Юрий так зашелся смехом, что не мог вымолвить ни слова.

– Прости меня, старик, – наконец выдавил он. – А где и как ты умудрился подцепить эту, как ее…

Он не договорил, оставляя за мной право назвать имя.

– Людмилу-то? Я познакомился с ней на собрании начинающих лечение от алкоголя. Высидеть до конца там не смог, да и она тоже. Мы двинулись, не сговариваясь, в двенадцатый винный магазин на Вековой улице. А поход наш закончился у меня дома, где мы надрались как последние сволочи.

– А все остальное принадлежит истории, – заключил он, не переставая ржать.

Я, как баран, глупо качнул головой и заржал вслед за ним.

– Ну вот, – сказал Юрий, сразу став серьезным, – теперь мне понятно, почему ты не можешь попадаться Вере на глаза. Но почему не можешь пойти спать к себе?

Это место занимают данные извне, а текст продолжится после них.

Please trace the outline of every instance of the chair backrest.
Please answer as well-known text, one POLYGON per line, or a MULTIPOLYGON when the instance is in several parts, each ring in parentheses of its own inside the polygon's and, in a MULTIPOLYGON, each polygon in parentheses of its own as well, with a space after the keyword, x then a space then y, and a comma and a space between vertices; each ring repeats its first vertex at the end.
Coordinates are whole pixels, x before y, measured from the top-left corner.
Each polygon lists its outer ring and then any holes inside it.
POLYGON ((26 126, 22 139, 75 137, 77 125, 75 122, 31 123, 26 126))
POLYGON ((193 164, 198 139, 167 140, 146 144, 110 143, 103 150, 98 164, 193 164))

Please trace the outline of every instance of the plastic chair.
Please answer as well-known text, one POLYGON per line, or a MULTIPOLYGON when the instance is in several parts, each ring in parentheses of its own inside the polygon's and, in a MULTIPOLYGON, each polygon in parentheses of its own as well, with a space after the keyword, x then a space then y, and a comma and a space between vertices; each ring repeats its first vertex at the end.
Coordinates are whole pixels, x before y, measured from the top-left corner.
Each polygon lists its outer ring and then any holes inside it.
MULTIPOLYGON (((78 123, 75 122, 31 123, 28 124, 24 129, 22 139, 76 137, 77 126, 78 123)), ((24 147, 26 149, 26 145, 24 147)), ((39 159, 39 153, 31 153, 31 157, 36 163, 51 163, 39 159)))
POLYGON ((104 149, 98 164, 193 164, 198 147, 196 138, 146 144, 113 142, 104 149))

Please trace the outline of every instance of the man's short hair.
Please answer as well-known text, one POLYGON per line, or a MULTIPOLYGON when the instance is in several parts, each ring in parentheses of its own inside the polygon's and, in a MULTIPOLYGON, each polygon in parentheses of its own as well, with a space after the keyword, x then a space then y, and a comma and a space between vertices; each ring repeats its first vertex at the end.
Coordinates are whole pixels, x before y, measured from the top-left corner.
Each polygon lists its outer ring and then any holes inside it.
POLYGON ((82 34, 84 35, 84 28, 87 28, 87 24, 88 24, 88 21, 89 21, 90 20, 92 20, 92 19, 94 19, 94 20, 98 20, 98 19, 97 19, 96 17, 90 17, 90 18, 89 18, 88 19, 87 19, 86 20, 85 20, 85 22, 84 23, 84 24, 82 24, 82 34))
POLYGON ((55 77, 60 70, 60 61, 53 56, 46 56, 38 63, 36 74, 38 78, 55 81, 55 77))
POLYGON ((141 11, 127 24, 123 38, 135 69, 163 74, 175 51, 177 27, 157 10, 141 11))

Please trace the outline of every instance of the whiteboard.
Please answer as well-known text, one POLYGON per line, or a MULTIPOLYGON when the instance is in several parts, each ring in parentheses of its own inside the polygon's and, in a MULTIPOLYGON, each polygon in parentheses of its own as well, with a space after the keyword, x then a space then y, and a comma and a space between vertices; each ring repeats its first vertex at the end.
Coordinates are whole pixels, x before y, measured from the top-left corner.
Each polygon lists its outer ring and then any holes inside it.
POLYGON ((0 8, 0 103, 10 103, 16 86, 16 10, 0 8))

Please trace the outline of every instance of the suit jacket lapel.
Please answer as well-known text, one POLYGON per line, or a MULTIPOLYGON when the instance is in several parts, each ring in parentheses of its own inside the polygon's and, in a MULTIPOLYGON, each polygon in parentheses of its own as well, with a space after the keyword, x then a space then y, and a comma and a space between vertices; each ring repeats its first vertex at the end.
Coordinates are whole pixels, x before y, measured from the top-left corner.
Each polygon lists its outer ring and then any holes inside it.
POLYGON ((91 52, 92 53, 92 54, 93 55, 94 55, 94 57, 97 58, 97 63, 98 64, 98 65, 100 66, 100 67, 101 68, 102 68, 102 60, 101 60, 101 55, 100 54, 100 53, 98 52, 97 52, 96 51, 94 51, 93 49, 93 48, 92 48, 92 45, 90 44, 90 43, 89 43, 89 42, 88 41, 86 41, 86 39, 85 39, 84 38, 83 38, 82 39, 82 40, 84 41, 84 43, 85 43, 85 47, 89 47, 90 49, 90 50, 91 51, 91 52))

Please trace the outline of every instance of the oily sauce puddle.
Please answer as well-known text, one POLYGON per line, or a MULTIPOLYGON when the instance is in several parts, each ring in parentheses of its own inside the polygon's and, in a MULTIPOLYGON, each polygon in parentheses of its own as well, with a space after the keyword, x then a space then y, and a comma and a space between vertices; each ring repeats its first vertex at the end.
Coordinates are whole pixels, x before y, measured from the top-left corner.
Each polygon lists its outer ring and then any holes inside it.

– Кто-то пытается убить меня.

– Что и следовало ожидать, – меланхолично повторил Юрий, понимающе кивнув.

У него был вид терпеливого родителя, который всю жизнь посвятил воспитанию непослушного дитяти, но тот то и дело попадает в беду.

– Кто это, я и понятия не имею.

Юрий снова кивнул, вышел из комнаты и принес картонную коробочку ванильного мороженого и две чашки. Выложил в них по большой порции этого сладкого деликатеса и заполнил все персиковым бренди.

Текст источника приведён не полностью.